Expansive pesticide use has been indirectly linked to the mass murder of both the bees and the bats. Some say that certain funguses and diseases are the direct cause of these deaths rather than pesticides. However, it has been shown that pesticides weaken the immune systems enough in bees and bats to make them susceptible to diseases they previously had a strong immunity against; this is similar to an HIV patient who will die of the common cold.

Neonicotinoids specifically have been responsible for killing off large numbers of bees. It is a chemical that was introduced to the global market place in the 1990's. Farmers no longer spray their crops with chemicals, they infuse the plants with neonicotinoids instead. While the chemical has been very successful in killing pests, it has also succeeded in killing off large numbers of bees.

The following study connects low doses of exposure to Neonicitinoids to a damaged immunity in Honey Bees: Interactions between Nosema microspores and a neonicotinoid weaken honeybees (Apis Mellifera)



The governments of Italy, Germany, France and elsewhere have already taken action against neonicotinoids to protect their pollinators and beekeepers are reporting recovery.
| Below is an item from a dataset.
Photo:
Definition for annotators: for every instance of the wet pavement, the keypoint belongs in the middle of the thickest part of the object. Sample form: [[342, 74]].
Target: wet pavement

Yet the regulators in the United States remain inactive, paralyzed by a system that finds chemicals innocent until proven guilty through massive damage.

The excessive use of these pesticides also creates a vicious cycle for farmers. The helpful creatures that eat pests are killed by the pesticides and as a result the pest population explodes.And thus more pesticides and harmful chemicals are needed.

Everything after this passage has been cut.